Lo que Claude Simon percibe, lo que muestra, pacientemente, incansablemente, es lo que se ve, lo que vemos nosotros, coaccionada y forzadamente, cuando se ha perdido todo el control de la situación, cuando la vida, el tiempo, ya no tienen ningún sentido, en todos los sentidos de la palabra. Es, por ejemplo, lo que registramos, de niños, en los días de visita, cuando no se nos permitía movernos y, consumidos por el aburrimiento, impotentes, exasperados, absortos en la contemplación del mantel, del bote de las galletas —hay dos o tres en la obra de Claude Simon— con sus viñetas representando a una pastora y sus ovejas, una expedición de caza, la basílica de Lourdes, el Taj Mahal, cualquier cosa.  La «superficie» que inventaria con una obstinación deprimente, es la de los intersticios a los que nunca se lleva la mirada a menos que, precisamente, se nos niegue toda perspectiva, toda iniciativa y libertad. Son las partes del mundo a las que no se presta atención cuando se está en el mundo, portado por el tiempo hacia los fines que marcan, anticipadamente, que tal objeto, que nunca es por sí mismo, sino siempre instrumentalizado, un medio del que uno o dos aspectos, sólo, son relevantes, aparentes.

 

La literatura explora la franja de sentido comprendida entre el comentario habitual de la vida empírica y el plano de generalidad donde se mueven la historia, la filosofía. Libre de las limitaciones y prohibiciones que la reflexión erudita se impone a sí misma para construir su objeto, nacida al margen del sentido común, a posteriori, la literatura es sin duda, de todos los lenguajes, el que más se acerca al «mundo efectivamente vivido» de Husserl.

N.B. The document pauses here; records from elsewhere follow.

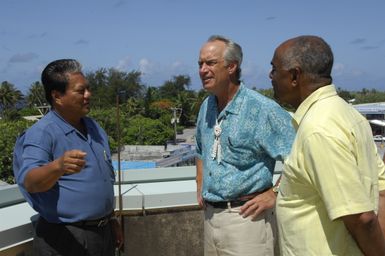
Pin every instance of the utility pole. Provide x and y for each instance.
(176, 113)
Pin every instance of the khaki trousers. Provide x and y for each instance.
(226, 233)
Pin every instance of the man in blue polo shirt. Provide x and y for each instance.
(240, 135)
(63, 167)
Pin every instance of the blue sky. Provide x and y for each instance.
(162, 38)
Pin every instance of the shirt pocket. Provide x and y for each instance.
(239, 152)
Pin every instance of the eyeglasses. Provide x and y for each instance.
(209, 63)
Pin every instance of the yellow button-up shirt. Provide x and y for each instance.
(333, 170)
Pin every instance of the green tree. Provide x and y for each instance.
(171, 88)
(9, 132)
(145, 131)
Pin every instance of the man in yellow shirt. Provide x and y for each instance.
(331, 199)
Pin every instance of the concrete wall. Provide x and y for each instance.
(172, 232)
(161, 232)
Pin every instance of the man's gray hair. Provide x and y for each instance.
(233, 52)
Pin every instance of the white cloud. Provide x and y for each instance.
(23, 57)
(146, 66)
(123, 64)
(338, 68)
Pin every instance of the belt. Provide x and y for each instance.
(98, 223)
(226, 204)
(234, 203)
(92, 223)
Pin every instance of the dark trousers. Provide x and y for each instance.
(59, 239)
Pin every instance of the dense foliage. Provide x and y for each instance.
(9, 132)
(126, 108)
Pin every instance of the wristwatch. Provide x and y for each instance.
(276, 188)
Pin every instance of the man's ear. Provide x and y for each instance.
(56, 97)
(232, 67)
(295, 75)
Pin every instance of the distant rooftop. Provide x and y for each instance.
(371, 108)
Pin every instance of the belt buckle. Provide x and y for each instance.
(103, 222)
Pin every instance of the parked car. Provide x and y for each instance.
(379, 138)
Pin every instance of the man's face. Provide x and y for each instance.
(213, 72)
(281, 80)
(76, 99)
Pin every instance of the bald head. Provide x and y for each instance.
(310, 53)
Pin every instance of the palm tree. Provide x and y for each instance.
(9, 96)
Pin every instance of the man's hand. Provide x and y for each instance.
(200, 200)
(118, 233)
(42, 178)
(72, 161)
(258, 204)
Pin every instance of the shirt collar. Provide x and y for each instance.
(233, 106)
(64, 125)
(319, 94)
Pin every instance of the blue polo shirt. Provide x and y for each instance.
(256, 132)
(86, 195)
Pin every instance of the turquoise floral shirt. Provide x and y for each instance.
(256, 132)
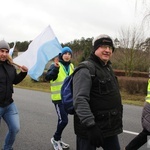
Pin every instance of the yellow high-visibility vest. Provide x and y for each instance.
(57, 84)
(148, 92)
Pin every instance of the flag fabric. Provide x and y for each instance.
(12, 49)
(42, 49)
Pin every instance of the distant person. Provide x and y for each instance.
(56, 74)
(142, 137)
(97, 100)
(8, 109)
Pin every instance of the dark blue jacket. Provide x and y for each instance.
(8, 77)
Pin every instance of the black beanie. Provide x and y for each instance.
(103, 40)
(4, 45)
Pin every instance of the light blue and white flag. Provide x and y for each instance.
(12, 49)
(42, 49)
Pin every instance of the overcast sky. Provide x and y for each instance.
(23, 20)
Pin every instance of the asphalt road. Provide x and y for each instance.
(38, 122)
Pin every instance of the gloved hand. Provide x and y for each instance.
(95, 136)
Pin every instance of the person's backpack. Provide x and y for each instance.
(67, 91)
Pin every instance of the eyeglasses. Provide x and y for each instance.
(106, 46)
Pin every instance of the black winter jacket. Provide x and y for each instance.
(97, 101)
(8, 77)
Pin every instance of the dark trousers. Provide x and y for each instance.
(62, 120)
(138, 141)
(110, 143)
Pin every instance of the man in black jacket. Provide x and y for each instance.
(8, 109)
(97, 101)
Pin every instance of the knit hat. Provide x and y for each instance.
(102, 40)
(65, 50)
(4, 45)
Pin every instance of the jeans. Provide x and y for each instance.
(62, 120)
(138, 141)
(110, 143)
(11, 117)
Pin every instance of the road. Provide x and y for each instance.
(38, 122)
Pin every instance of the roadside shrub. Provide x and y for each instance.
(133, 85)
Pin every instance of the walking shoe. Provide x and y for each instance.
(56, 144)
(64, 145)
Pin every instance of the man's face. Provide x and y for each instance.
(66, 57)
(104, 52)
(3, 54)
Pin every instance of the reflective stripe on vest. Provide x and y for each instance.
(148, 92)
(57, 84)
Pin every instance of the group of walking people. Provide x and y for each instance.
(97, 100)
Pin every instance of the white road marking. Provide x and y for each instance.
(130, 132)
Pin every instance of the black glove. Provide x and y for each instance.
(95, 136)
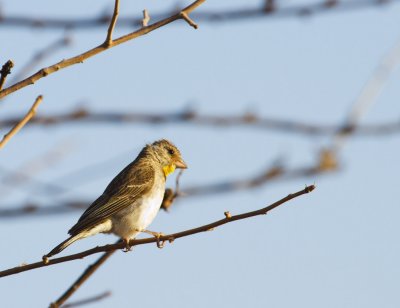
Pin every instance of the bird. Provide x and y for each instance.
(131, 200)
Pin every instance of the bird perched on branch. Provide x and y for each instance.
(132, 199)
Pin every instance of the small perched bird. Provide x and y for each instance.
(132, 199)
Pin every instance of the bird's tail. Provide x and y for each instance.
(60, 247)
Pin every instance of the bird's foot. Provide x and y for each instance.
(157, 235)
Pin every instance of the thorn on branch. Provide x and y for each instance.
(146, 18)
(5, 71)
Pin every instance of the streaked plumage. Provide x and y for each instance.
(132, 199)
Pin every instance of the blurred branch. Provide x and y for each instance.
(247, 119)
(82, 278)
(101, 48)
(92, 268)
(164, 238)
(25, 173)
(21, 123)
(89, 300)
(114, 18)
(270, 9)
(5, 71)
(38, 57)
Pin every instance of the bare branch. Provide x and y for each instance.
(269, 10)
(368, 95)
(40, 56)
(92, 52)
(246, 119)
(89, 300)
(163, 238)
(113, 21)
(146, 18)
(21, 123)
(5, 71)
(82, 278)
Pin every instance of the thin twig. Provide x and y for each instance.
(368, 96)
(82, 278)
(263, 11)
(5, 71)
(114, 18)
(245, 119)
(92, 52)
(25, 173)
(21, 123)
(146, 18)
(170, 195)
(89, 300)
(40, 56)
(162, 238)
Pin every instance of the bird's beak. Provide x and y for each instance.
(180, 164)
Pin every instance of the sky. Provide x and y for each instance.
(335, 247)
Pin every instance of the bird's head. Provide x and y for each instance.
(168, 155)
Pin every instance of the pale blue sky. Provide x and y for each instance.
(337, 247)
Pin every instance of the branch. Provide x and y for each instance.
(40, 56)
(21, 123)
(170, 238)
(92, 52)
(225, 15)
(89, 300)
(247, 119)
(85, 275)
(368, 95)
(5, 71)
(327, 162)
(109, 41)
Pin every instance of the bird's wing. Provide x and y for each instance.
(131, 183)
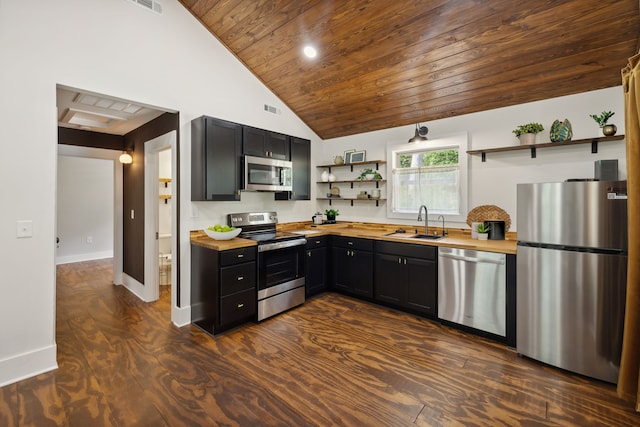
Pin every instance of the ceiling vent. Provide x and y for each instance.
(153, 5)
(272, 109)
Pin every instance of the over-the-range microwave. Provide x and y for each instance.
(265, 174)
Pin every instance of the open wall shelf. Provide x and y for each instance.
(533, 147)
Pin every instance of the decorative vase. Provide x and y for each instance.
(527, 138)
(609, 130)
(561, 131)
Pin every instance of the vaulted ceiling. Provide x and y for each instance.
(387, 63)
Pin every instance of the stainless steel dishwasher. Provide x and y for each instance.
(472, 289)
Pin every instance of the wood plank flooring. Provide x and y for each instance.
(335, 361)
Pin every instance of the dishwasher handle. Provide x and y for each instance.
(472, 259)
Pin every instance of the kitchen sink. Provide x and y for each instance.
(414, 236)
(426, 236)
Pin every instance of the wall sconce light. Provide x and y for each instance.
(421, 132)
(125, 158)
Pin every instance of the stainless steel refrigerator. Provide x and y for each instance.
(571, 275)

Lo que Claude Simon viene repitiendo desde que se aventuró a buscar el sentido de lo que le ocurrió, a él y a la sacrificada generación nacida a principios del siglo pasado, es que su historia no significó nada, por utilizar la sentencia que Macbeth lanza, de pasada, en su carrera hacia el abismo y que Faulkner le tomó para titular su primera novela verdaderamente faulkneriana. Hay mil maneras de decir que el tiempo no es la culminación de un proceso lineal, un devenir inteligible cuya fuerza motriz sería, por ejemplo, la contradicción entre las relaciones sociales de producción, por un lado, y el desarrollo de las fuerzas productivas, por otro, y todo lo que dialécticamente sigue, sino un cuento contado por un idiota, carente de sentido. Una experiencia trágica de la historia ha privado a sus protagonistas no sólo de la felicidad, de su libertad, de su vida, a menudo, sino de aquello que nos califica por derecho propio, de su sentido. Claude Simon lo estableció en el segundo registro, distinto del literario. Dio forma y sentido a la ausencia de significado.